I run Windows 7 RC, which cannot be upgraded to Windows 7 – so whatever I will have to do, I must first wipe my computer at some point, reinstall Vista Home Basic, and then do whatever I have to do from there.
My brother’s computer is on Vista Home Basic also. We need to upgrade his also. We just don’t need to wipe his to upgrade, because he’s not on the 7 release candidate.
My desktop is on Vista Home Premium. It’s also a very capable machine.
So I call up the Microsoft support line a few weeks ago. I speak with a woman, and I eventually find out about the 3 Windows 7 offers:
- Full Package (will install on a new partition, blank hard-drive, etc) – $200
- Upgrade Package (will upgrade Vista to 7) – $120
- Family Upgrade Pack (same as upgrade pack, but will update 3 computers) – $150
So we need upgrades, and I thought, “Hey, there’s only a small difference between upgrading one and upgrading 3, so let’s get that one as I have 3 computers!”
Everything was seemingly, happily ever after.
Today, the package came, and so did the nightmare.
I opened it, and since my brother’s laptop had nothing valuable, I tried installing on his. First try, I figured out that the computer actually didn’t have Vista Service Pack 1. So I installed that while at Boy Scouts. Then I come back, and it gives me the same error when I try to run the 7 installation. Confused, and certain that SP1 did, in fact, install, I suspect something else is wrong, due to the general suckishness of his computer. At this point, I looked to the internet for answers.
One of the things I found was a list of “Upgrade Paths” – Vista Home Premium to 7 Home Premium, etc. The article didn’t mention Home Basic at all, and thus not on that list. Now I was beginning to worry – did I have to have his and my laptop on Home Premium instead of Home Basic to upgrade?
I phoned up Microsoft again, and spoke to a guy that I could have sworn sounded like Stephen Hawking and his robotic voice. Minus ~100 IQ, of course. He told me that if I was on Vista Home Basic, I would have to either:
- Wipe the two Home Basic computers, and get a full version of 7 Home Premium for each one, costing a grand total of $400 (plus the $150 for the Family Pack I got today = $550)

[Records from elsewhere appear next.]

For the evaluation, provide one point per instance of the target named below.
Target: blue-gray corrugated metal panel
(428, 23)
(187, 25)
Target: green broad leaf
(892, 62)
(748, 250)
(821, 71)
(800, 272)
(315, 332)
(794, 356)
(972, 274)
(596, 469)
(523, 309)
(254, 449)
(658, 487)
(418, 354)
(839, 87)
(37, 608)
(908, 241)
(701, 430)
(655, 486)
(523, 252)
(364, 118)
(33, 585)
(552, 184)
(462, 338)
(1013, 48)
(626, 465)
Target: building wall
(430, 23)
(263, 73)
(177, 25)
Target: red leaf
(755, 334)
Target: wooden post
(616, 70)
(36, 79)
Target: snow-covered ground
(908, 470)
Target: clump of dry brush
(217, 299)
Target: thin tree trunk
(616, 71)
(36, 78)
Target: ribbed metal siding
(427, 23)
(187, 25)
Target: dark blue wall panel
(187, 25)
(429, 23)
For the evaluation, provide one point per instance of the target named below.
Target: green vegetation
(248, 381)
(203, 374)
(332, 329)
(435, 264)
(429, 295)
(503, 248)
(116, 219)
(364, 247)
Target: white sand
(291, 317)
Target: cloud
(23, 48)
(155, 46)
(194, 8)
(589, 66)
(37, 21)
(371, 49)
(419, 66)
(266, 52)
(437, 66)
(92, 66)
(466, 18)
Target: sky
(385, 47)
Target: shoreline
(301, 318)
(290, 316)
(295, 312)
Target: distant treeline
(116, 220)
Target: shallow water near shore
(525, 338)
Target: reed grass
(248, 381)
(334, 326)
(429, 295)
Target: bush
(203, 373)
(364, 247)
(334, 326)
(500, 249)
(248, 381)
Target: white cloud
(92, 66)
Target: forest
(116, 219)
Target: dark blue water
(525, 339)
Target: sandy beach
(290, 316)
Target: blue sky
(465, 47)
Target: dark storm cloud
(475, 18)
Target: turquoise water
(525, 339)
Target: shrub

- Spend $80 for each of the two upgrading from Vista Home Basic to Vista Home Premium, then do the upgrade (bringing my total to $320)
AAAAAAAAAAAARRRRRRRRRRRRRRRRRGGGGGGGGGGGGGHHHHHHHHHHHH
I can count the number of differences between Vista Home Basic and Ultimate on one hand. I can count the number of useful differences on one finger. The difference between Home Basic and Home Premium is very small, and on principal it makes me mad that I have to pay $80 for that.
We eventually decided that we would finish the job and upgrade the two computers, but not providing an option for Home Basic users – a version which was marketed globally – is backhanded and sleazy, honestly. And all this just to get rid of the epic horrors of Vista? Seems like a bit much trouble, doncha think?
But I’m getting a Fedora (HAT, NOT LINUX) in a week and a half, so that will take my mind of Microsoft, the only company I’ve ever bought stock of.